As far as speed, 36V is going to be slower than you might want, but it should be good for zipping around.


----------



## gte718p (Jul 30, 2009)

frodus said:


> 300A PEAK is motor side and isn't equal to the draw on the batteries....
> 
> My motorcycle (signature) had 150A peak lead batteries. I could do 400A on the motor side. Power in is power out.... but current in doesn't always equal current out.
> 
> ...


I realize that. There are also efficiency issues, and I pay price in losses for running around at high amps. 
My plan is to gear it for a top speed of around 40mph. Speed limit in town is 35 and strictly enforced and I'll never take it on the highway. I have several cars and a trailer for long distance so its not really a concern. I'm hoping all the available torque will give me something that fun to run around town on.

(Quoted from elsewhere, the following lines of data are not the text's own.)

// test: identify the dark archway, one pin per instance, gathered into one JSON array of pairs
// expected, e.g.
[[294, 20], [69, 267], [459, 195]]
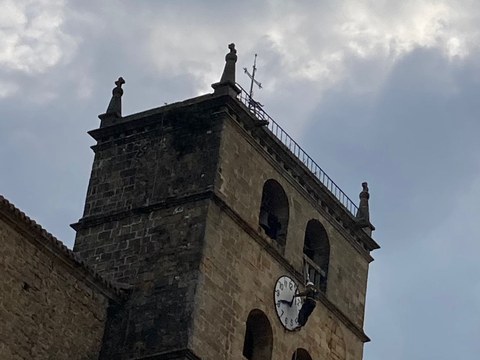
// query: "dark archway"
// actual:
[[316, 251], [258, 341], [274, 213], [301, 354]]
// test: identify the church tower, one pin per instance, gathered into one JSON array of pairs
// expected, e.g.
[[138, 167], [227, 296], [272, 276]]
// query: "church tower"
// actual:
[[212, 218]]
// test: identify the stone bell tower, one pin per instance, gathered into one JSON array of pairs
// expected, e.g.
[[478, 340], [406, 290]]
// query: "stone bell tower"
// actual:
[[199, 210]]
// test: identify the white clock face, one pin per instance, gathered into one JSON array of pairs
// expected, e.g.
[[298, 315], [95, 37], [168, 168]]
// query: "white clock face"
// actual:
[[286, 304]]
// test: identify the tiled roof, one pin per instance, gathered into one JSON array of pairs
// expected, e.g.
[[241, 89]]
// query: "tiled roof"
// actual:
[[57, 246]]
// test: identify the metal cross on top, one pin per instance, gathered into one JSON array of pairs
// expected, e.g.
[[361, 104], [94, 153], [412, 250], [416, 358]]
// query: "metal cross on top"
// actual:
[[252, 77]]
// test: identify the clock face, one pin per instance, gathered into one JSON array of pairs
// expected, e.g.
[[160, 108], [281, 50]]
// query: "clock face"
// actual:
[[286, 305]]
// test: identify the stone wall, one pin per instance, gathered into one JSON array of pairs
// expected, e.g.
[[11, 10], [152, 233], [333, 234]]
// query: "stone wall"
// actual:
[[47, 309], [144, 222], [244, 168], [241, 264]]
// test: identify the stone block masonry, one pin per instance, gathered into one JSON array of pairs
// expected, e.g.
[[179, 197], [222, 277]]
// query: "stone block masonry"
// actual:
[[50, 307]]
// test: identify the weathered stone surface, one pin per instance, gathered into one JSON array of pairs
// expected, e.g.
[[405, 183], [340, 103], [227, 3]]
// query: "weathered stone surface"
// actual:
[[172, 211], [47, 310], [144, 225]]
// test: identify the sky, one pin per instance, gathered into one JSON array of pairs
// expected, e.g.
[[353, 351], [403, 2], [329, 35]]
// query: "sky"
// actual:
[[377, 91]]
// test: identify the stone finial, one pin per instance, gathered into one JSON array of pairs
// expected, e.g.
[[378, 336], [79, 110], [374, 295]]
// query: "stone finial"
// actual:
[[227, 81], [363, 213], [115, 105]]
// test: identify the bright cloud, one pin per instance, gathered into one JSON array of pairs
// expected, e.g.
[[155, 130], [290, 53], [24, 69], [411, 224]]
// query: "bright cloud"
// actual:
[[31, 36]]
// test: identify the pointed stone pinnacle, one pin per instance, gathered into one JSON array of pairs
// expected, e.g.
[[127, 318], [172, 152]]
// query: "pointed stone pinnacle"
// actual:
[[227, 81]]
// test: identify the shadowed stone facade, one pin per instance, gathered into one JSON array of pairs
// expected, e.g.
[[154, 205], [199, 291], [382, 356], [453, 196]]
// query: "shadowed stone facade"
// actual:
[[172, 218]]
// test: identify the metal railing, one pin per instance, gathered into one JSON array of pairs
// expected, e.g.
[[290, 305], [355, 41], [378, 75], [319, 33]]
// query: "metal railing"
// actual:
[[257, 109]]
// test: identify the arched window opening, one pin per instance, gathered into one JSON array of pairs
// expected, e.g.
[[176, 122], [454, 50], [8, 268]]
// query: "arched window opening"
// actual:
[[273, 216], [301, 354], [258, 337], [316, 254]]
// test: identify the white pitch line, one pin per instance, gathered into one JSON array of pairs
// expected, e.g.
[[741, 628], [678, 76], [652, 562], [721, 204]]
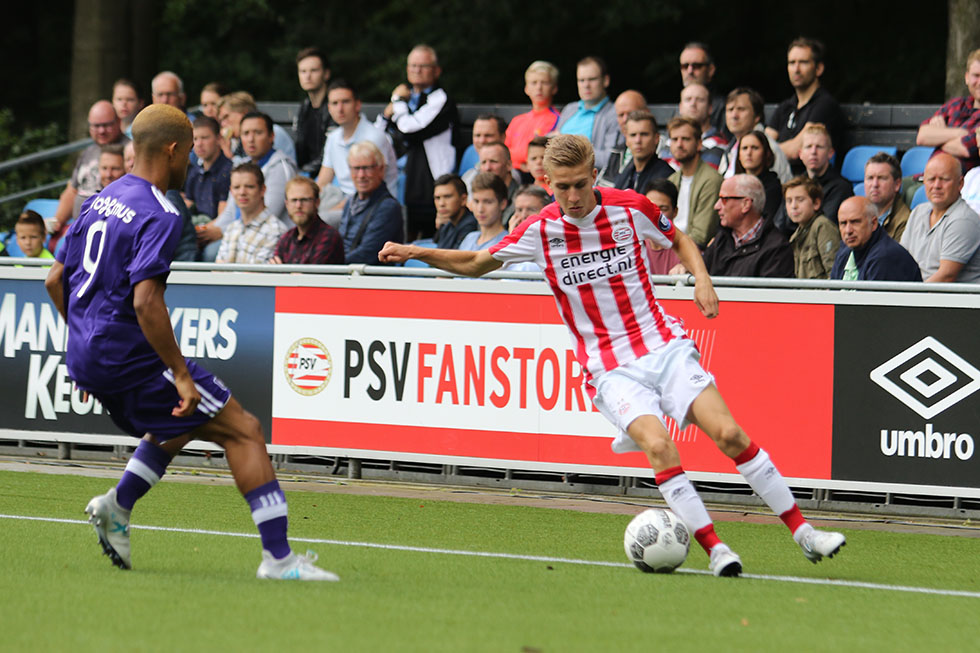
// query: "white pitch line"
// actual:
[[516, 556]]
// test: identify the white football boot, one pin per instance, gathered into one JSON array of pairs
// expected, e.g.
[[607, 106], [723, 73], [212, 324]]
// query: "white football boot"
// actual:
[[293, 567], [724, 561], [817, 544], [111, 524]]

I'm building on a 94 yahama xj600 frame. I really want a newer looking bike, so if this doesn't work out I may do a complete redesign with more batteries on a new frame


----------



## frodus (Apr 12, 2008)

35-40 should be doable.... definately have to gear it low though, the RPM/volt on the etek wouldn't make it spin very fast at 32/36VDC.

You'll be sacrificing efficiency and likely going to peak out the controller/motor at lower RPM due to the gearing. Just make sure its cooled sufficiently.


----------



## gte718p (Jul 30, 2009)

I'll look into the cooling. Thanks


----------



## gte718p (Jul 30, 2009)

Well the bikes done, with the exception of paint. It's a ton of fun. I need to drop the gear ratio on the front. A 13 tooth drive was the only thing I could source locally, however I really want to have a 10 tooth. Should be easy enough to order. Right now it will not get out of it's own way on a hill, but once it's moving it will fly.

I'm still struggling with the charger. I bought the elite power charger. However it is only charging the pack to 41 volts. That seems low for a 12 cell pack. I believe, please correct me if I'm wrong, a full charge should be more in the 46 to 48 volt range. The spec one the elite say final voltage should be 43.8 but I'm not seeing it.


----------



## frodus (Apr 12, 2008)

I would heavily recommend against a 10 tooth on front.... its too tight of a radius for such a high RPM. I honestly wouldn't go below a 11, and thats cutting it close. There have been many others on ES and ELmoto that have seen the same thing. Its noisy, and it wears the chain more (due to the tighter bend).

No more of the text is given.